The first step in starting a new garden is either removing or killing the sod in the location where the new garden will be located. Although removal is preferred, especially for a traditional garden, killing the grass is an option as well, especially if you plan to grow vegetables without deep roots. One method that has worked for me in the past is to put several sheets of newspaper on top of the grass that you want to kill and thoroughly wet the newspaper thoroughly before installing the raised bed and the soil. The water, raised bed, and soil will prevent the newspaper from blowing away in the wind.
Aside from selecting the sunniest spot available in your yard, the key to success in gardening, is the quality of your soil. If you are removing the sod and plan to use the existing soil for growing vegetables, I recommend that you get a soil test, available from the University of Minnesota, to see if the existing soil is satisfactory, or if it needs amendment. For more information, see: http://soiltest.cfans.umn.edu/.

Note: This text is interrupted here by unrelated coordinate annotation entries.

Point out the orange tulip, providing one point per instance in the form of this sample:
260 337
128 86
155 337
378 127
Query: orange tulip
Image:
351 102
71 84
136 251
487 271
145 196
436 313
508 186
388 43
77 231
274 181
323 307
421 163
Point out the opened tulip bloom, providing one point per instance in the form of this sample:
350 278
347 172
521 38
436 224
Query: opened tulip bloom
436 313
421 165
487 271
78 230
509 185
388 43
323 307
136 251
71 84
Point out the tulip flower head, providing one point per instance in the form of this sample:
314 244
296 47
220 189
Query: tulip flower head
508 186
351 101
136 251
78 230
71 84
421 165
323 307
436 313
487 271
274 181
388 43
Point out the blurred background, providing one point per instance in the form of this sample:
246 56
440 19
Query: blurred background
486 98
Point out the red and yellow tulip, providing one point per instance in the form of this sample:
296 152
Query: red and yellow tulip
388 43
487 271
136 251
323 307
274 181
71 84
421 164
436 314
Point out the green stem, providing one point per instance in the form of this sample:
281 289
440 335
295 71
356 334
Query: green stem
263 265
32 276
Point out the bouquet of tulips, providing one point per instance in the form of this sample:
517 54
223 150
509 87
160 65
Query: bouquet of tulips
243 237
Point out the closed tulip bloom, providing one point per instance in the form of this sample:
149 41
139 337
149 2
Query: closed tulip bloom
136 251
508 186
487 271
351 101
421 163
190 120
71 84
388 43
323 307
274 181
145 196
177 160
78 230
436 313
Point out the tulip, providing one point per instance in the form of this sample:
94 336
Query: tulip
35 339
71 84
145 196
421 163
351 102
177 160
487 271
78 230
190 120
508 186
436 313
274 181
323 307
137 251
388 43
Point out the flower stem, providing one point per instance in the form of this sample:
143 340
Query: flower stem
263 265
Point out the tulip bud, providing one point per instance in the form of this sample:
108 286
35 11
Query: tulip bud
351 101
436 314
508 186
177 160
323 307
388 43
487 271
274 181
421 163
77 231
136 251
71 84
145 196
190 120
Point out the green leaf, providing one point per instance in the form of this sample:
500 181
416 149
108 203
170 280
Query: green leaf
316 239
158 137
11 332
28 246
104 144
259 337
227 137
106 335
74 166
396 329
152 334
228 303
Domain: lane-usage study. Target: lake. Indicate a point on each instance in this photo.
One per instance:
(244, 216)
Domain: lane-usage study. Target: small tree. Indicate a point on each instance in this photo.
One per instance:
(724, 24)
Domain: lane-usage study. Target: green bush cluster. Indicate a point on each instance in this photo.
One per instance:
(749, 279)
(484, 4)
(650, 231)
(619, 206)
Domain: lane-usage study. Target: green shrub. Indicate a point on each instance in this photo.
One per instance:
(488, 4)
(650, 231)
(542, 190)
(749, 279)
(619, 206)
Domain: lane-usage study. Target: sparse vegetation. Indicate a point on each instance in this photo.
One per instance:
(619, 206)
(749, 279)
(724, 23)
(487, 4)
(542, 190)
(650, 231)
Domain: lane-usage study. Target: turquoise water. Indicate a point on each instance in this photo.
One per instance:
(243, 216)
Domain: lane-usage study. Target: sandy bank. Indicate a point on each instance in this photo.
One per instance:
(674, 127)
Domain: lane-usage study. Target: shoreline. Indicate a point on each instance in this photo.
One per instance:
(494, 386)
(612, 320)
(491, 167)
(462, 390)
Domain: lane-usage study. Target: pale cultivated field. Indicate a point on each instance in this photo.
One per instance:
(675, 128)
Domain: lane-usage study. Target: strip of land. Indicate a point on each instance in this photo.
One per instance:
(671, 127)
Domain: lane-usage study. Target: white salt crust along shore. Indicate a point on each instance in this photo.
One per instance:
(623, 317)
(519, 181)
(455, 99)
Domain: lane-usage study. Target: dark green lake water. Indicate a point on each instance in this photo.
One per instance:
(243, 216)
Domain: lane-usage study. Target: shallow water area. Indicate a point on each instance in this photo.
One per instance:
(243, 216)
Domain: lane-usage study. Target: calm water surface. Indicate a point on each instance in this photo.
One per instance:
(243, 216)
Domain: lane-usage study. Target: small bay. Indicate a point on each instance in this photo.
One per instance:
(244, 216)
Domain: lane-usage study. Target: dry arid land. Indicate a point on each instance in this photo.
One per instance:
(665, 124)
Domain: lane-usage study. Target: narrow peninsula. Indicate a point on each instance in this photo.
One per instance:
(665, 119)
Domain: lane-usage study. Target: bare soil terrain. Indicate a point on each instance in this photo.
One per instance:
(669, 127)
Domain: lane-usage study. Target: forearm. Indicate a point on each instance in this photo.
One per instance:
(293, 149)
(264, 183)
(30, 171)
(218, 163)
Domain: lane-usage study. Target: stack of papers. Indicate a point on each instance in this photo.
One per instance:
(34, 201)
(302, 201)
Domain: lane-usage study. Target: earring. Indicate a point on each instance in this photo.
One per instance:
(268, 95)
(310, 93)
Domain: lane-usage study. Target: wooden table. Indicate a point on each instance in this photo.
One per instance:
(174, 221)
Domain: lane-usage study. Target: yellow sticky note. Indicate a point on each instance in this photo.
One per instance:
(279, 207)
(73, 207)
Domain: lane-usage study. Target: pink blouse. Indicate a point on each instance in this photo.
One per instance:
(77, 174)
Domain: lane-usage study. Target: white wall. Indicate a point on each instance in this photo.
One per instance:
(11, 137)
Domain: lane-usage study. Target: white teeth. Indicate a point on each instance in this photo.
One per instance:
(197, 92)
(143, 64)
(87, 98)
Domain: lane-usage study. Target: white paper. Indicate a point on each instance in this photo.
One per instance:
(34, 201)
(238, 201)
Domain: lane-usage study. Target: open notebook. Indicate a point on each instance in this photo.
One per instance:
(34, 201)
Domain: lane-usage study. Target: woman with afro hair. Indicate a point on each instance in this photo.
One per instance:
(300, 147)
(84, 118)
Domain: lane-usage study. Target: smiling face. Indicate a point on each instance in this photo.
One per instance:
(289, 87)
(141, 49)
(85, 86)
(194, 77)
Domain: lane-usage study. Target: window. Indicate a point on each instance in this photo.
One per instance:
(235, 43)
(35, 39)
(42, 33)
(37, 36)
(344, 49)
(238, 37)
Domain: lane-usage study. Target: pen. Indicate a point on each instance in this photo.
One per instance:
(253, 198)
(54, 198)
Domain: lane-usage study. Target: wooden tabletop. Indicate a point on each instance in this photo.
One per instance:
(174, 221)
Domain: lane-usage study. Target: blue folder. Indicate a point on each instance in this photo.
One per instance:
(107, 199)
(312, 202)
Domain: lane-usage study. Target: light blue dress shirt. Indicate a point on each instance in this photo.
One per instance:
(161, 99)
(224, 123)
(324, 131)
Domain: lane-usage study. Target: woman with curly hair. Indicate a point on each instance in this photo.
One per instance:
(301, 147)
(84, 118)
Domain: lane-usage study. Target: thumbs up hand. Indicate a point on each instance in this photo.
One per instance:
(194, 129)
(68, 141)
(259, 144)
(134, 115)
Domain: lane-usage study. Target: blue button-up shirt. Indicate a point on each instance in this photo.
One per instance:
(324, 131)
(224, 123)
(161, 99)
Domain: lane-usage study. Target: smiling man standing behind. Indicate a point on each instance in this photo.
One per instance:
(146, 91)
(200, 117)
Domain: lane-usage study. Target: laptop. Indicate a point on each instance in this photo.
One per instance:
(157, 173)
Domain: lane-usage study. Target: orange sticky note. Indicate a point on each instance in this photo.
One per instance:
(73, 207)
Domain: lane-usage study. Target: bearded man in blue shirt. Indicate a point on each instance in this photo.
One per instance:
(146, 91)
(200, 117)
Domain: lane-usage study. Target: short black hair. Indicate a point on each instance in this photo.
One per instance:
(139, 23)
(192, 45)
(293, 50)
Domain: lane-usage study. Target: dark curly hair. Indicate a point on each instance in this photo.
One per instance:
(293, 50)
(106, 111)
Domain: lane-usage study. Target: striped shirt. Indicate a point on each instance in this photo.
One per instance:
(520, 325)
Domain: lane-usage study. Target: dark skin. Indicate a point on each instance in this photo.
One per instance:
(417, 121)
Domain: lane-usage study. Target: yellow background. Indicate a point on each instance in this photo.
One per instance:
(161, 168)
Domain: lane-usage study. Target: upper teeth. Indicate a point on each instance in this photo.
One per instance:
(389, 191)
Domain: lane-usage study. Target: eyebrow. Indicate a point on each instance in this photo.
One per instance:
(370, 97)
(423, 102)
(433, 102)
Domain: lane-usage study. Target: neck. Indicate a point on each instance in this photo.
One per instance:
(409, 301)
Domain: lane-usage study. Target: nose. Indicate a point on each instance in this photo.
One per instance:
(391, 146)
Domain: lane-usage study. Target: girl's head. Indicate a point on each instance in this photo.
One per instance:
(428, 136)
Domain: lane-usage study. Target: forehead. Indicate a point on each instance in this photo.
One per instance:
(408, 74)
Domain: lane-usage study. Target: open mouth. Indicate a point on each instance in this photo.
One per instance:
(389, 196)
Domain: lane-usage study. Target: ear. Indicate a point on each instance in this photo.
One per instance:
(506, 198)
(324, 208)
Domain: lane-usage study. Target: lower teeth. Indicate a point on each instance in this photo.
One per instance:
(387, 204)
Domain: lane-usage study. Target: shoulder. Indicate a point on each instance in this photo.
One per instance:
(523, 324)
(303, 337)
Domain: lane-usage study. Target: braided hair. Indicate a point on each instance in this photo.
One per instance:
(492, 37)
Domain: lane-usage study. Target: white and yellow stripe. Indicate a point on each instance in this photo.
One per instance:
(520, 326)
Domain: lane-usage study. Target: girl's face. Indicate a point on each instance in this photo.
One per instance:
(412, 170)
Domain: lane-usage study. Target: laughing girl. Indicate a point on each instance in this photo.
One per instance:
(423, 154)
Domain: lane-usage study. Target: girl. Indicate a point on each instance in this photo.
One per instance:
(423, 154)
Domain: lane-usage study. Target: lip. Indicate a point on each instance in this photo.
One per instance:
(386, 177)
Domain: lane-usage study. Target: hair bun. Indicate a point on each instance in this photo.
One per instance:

There are numerous “recipes” for soil mixtures available on the Internet and in reference books. Select one that drains well and allows for plenty of air circulation, and is appropriate for Minnesota and your zone. I recommend that you put down and amend the soil in your new garden at least 2 weeks, and preferably longer, before planting. Indeed, it would be ideal to put down new soil or amend existing soil now, in the fall. Let the soil settle over the winter and plant in the spring. However, we do not live in an ideal world, and whatever you do will be fine. Still, you want to give the new soil or amended soil at least 2 weeks, and preferably longer, to settle.